What's new in Microsoft Purview

Whether it be adding new solutions to the Microsoft Purview governance or compliance portals, updating existing features based on your feedback, or rolling out fresh and updated documentation, Microsoft Purview helps you stay on top of the ever-changing data governance and risk and compliance areas. Take a look at the following information to see what's new in Microsoft Purview.

Tip

If you're not an E5 customer, use the 90-day Microsoft Purview solutions trial to explore how additional Purview capabilities can help your organization manage data security and compliance needs. Start now at the Microsoft Purview compliance portal trials hub. Learn details about signing up and trial terms.

February 2024

Communication compliance

Compliance Manager

  • Updated the Compliance Manager regulations list with the following recent additions:
    • India Digital Personal Data Protection Act
    • ISO/IEC 27001:2022
    • Microsoft Cloud Security Benchmark v1
    • NATO Directive AC/322-D(2021)0032
    • NIS2 Directive (EU) 2022/2555 of the European Parliament and of the Council

Data lifecycle management and records management

  • General availability (GA): Rolling out, you can now change the retention period of an existing retention label when the retention period is based on when items were labeled.

Insider risk management

Sensitivity labels

Service Trust Portal

January 2024

Communication compliance

Compliance Manager

Data loss prevention

  • The name of the DLP settings control has been changed from "Settings" to "Data loss prevention settings" Configure endpoint data loss prevention settings

  • Updated content to cover the significant enhancements that have been made to the Advanced customization and Preview for DLP end-user email notification features for SharePoint, OneDrive and Exchange. You can now:

    • Decide whether the matching email messages should be included or excluded in the end-user notification emails.
    • Leverage tokens from the expanded token library.
    • Customize the sender's display name, email subject and email body.
    • Preview notifications before sending them to end users.
  • Preview: Support has been added for two new endpoint conditions:

    • Document propery is
    • Document name contains words or phrases

Insider risk management

  • In preview: Use real-time analytics recommendations to efficiently adjust the selection of indicators and thresholds of activity occurrence so that you don't have too few or too many policy alerts. If you adjust threshold settings manually, select View impact to display a graph that provides sensitivity analysis for each policy indicator.

Sensitivity labels

December 2023

Audit

Communication compliance

Data lifecycle management and records management

  • In preview: Support for sites using Microsoft 365 Archive. For more information, see How retention works with Microsoft 365 Archive.
  • Improvements to auto-apply retention label policies for sensitive information: Rolling out, you can now include or exclude specific Exchange mailboxes when you configure an auto-apply retention label policy for sensitive information. This policy update for both static and adaptive scopes provides parity with the other retention conditions for Exchange mailboxes.

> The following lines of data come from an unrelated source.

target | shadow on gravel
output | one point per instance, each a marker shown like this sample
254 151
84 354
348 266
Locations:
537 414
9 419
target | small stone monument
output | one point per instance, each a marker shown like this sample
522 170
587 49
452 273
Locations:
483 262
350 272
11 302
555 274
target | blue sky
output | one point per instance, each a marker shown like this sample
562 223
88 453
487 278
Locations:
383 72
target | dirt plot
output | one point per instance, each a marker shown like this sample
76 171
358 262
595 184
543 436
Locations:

Data loss prevention (DLP)

eDiscovery

  • NEAR keyword search operator example correction and clarification on how the distance between terms is defined.
  • Content search preview item viewed activity removed from Microsoft 365 audit log for eDiscovery.
  • Permission clarification for SAS tokens when exporting documents from a review set.
  • Clarification on how to use the eDiscovery RBAC Check test tool.
  • Clarification on how to use spaces and the OR operator in eDiscovery searches.
  • Example update for the New-ComplianceSecurityFilter cmdlet when filtering content search results.
  • Clarification that previews of Teams Video Clips aren't currently supported in eDiscovery.
  • Added new information about managing custodian UPNs. If the UPN of a custodian changes after the custodian is added to a case, the custodian information (Title, Manager, Location, etc.) isn't retained and is displayed in the custodian summary pane as No data to show.
  • Content retired: The User Data Search case tool has been retired and its functionality has merged with eDiscovery (Standard). You can now use content to search for content to support DSRs all locations supported by eDiscovery (Standard) searches.
  • Content retired: The Migrate legacy eDiscovery searches and holds to the Microsoft Purview compliance portal topic was retired. The Get-MalboxSearch cmdlet isn't supported in eDiscovery, doesn't return all details older searches.

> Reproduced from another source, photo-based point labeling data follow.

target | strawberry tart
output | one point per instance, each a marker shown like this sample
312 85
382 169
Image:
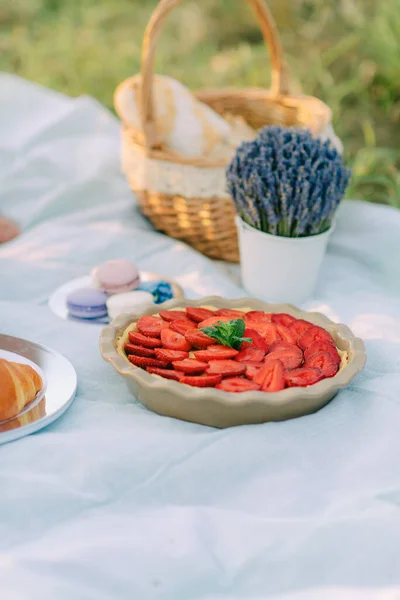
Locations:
231 350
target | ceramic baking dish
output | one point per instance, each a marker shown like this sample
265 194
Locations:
216 408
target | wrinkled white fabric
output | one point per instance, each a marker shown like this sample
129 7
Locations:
113 502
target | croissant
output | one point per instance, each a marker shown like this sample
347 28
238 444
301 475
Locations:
19 385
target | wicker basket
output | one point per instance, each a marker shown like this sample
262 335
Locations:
186 197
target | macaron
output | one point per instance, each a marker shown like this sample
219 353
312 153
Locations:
87 304
128 302
161 290
116 276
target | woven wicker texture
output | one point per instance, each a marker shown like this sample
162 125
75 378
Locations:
206 222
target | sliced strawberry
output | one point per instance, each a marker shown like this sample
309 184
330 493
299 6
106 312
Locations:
217 352
199 314
144 361
256 340
174 341
300 326
280 345
138 350
182 326
314 334
202 380
270 333
231 313
323 361
225 368
271 377
322 347
170 355
172 315
150 326
198 339
286 334
303 377
283 319
166 373
289 354
251 354
258 315
190 366
252 369
236 385
142 340
213 321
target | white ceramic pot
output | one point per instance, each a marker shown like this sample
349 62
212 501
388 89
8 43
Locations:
280 269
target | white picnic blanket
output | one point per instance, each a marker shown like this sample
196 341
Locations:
113 502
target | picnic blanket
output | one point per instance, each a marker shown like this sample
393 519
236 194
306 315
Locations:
113 502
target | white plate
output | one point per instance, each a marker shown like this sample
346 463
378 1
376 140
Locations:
58 300
60 380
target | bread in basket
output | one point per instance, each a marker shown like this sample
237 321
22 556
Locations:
184 195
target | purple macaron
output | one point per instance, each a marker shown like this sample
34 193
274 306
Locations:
87 304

Exact data match (EDM) sensitive information types (SITs)

  • Added support for multi-token matching, which allows you to detect exact data matches in fields that contain more than one string, for instance, when you have an Address field containing values such as One Microsoft Way or 1234 Main Street.

Insider risk management

Microsoft Copilot for Microsoft 365

Sensitivity labels

  • General availability (GA): Outlook Mobile now supports calendar items for protected meetings.
  • Improvements for Office on the web for labeled and encrypted documents: When screen captures are prevented for labeled and encrypted documents by not granting the user the Copy usage right, the previous exceptions for relabeling scenarios no longer apply for Office on the web. Now, the behavior matches the desktop apps.

November 2023

Announced at Microsoft Ignite

The following new Microsoft Purview capabilities are announced at Microsoft Ignite:

Communication compliance

Data lifecycle management and records management

Data Loss Prevention

  • In preview: Microsoft managed storage for DLP evidence. When saving evidence of the matches detected by your DLP policies, you can now use Azure blob storage managed by Microsoft as an alternative to creating an Azure blob that you manage yourself.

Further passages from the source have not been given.